=Paper= {{Paper |id=Vol-1996/paper6 |storemode=property |title=Characterizing HPV Vaccine Discourse On Reddit |pdfUrl=https://ceur-ws.org/Vol-1996/paper6.pdf |volume=Vol-1996 |authors=Yuki Lama,Dian Hu,Sandra Crouse Quinn,Amelia Jamison,David A. Broniatowski |dblpUrl=https://dblp.org/rec/conf/amia/LamaHQJB17 }} ==Characterizing HPV Vaccine Discourse On Reddit== https://ceur-ws.org/Vol-1996/paper6.pdf
                    Characterizing HPV Vaccine Discourse On Reddit
      Yuki Lama1, Dian Hu2, Sandra Crouse Quinn, PhD1, Amelia Jamison1, David A.
                                   Broniatowski, PhD2
  University of Maryland, College Park, MD; 2George Washington University, Washington,

Approximately 23,000 women and 15,793 men in the United States are affected by human papilloma virus (HPV)
related cancers. Many of the infections could have been prevented through vaccination [2]. The CDC has
recommended a 3-dose vaccination series as a safe and effective method of protecting against HPV strains
associated with cervical and other cancers for girls since June 2006 and for males since October 2011. However,
vaccination rates remain low. Strengthening uptake efforts is a preeminent national public health concern, as
demonstrated by the Healthy People 2020 objective to increase HPV three-doses vaccination series completion for
adolescents aged 13–15 to 80% by the year 2020. In order to promote HPV vaccination through public health
communication efforts, the mechanisms in which individuals utilize resources related to health information must be
identified and understood.
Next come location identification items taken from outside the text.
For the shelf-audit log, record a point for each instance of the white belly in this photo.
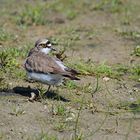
(50, 79)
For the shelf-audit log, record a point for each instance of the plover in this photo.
(42, 67)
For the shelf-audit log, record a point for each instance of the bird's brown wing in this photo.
(42, 63)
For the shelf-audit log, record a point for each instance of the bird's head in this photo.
(44, 45)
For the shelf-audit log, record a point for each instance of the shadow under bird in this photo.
(42, 67)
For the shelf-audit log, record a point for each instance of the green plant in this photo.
(4, 35)
(45, 136)
(61, 126)
(17, 111)
(109, 5)
(136, 51)
(70, 84)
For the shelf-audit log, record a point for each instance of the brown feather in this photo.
(42, 63)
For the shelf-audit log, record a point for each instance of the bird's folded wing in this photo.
(43, 63)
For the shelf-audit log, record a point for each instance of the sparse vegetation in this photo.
(101, 40)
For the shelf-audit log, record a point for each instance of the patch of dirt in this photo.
(106, 115)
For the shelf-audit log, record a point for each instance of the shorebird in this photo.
(42, 67)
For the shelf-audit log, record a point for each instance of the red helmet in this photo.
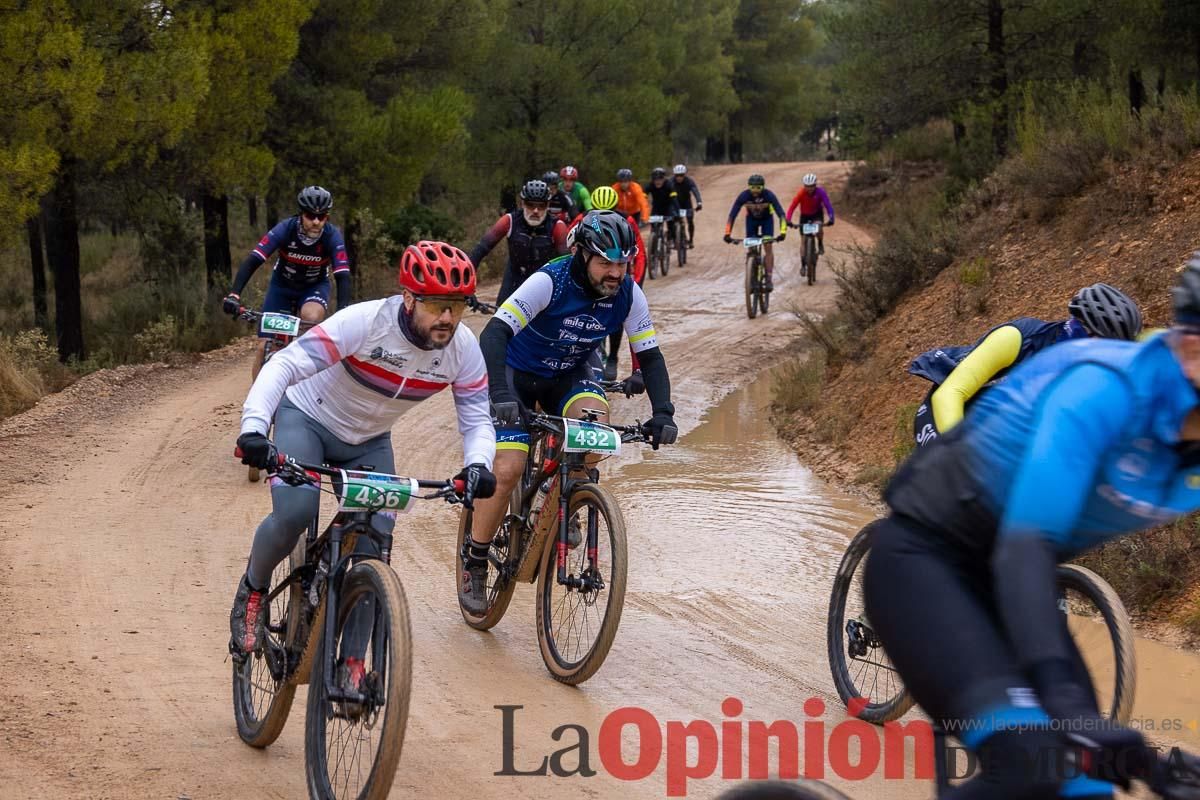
(435, 268)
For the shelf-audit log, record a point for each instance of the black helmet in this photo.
(1107, 312)
(316, 199)
(607, 234)
(535, 191)
(1186, 296)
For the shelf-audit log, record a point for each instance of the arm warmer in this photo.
(658, 380)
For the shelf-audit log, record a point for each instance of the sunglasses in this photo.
(439, 305)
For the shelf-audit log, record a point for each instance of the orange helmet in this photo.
(435, 268)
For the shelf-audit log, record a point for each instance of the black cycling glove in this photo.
(480, 482)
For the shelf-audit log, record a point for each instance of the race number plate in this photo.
(376, 492)
(591, 437)
(281, 324)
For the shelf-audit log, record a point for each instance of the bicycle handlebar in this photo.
(295, 473)
(765, 240)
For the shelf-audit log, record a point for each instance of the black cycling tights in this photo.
(930, 601)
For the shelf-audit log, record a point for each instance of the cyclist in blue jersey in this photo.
(960, 373)
(310, 246)
(760, 202)
(538, 348)
(1086, 441)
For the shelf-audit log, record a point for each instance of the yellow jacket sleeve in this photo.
(994, 354)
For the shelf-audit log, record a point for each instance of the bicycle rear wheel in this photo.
(263, 689)
(352, 750)
(576, 627)
(810, 259)
(751, 290)
(763, 295)
(802, 789)
(1102, 632)
(859, 666)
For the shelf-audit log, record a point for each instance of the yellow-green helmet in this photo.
(604, 198)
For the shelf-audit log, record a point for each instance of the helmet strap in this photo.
(409, 329)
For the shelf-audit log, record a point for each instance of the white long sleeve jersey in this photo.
(357, 373)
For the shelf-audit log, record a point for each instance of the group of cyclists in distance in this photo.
(1041, 440)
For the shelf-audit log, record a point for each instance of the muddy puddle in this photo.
(735, 483)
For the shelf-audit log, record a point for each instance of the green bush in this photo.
(797, 384)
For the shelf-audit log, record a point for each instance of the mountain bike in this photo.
(810, 230)
(357, 660)
(862, 669)
(757, 296)
(557, 506)
(280, 330)
(659, 259)
(681, 234)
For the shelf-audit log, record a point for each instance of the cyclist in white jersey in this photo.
(336, 392)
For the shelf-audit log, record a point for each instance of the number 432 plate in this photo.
(591, 437)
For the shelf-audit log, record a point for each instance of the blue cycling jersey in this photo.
(1111, 461)
(557, 324)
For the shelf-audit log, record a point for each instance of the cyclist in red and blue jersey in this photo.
(760, 202)
(810, 198)
(534, 238)
(310, 246)
(1086, 441)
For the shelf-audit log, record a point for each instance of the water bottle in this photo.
(539, 500)
(318, 581)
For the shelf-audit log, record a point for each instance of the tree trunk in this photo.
(1137, 91)
(217, 262)
(351, 236)
(63, 252)
(37, 260)
(999, 79)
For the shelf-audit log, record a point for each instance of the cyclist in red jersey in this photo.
(810, 198)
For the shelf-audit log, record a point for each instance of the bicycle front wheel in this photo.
(751, 290)
(263, 689)
(861, 667)
(353, 747)
(576, 626)
(1102, 632)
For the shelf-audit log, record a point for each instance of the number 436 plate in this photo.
(591, 437)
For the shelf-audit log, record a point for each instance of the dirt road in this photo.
(127, 523)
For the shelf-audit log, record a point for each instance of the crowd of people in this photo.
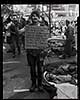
(16, 38)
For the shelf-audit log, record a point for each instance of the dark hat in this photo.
(35, 12)
(67, 21)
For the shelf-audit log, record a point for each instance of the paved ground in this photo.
(16, 76)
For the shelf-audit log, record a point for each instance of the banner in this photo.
(36, 37)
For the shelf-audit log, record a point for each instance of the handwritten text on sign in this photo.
(36, 37)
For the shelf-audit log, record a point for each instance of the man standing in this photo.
(68, 43)
(33, 57)
(14, 38)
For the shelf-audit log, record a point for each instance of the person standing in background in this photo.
(33, 57)
(69, 32)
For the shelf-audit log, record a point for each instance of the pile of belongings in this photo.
(62, 74)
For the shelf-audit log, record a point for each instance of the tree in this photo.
(6, 9)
Surveillance of social media data can provide an alternative approach to observe patterns
of information dissemination and knowledge exchange as related to HPV vaccination behaviors [1]. Understanding
extant online discussions on HPV vaccination is pivotal in developing concerted, tailored health communication
efforts to enhance HPV vaccination rates. There is a growing number of studies contributing to the literature
addressing the nexus of HPV and social media data, but to date, no published study has examined Reddit content
related to HPV vaccination.

We seek to observe the following trends using Reddit messages: (1) how the HPV vaccine is characterized on
Reddit— cancer risk vs. sexual behavior concerns; (2) how these discussions change over time.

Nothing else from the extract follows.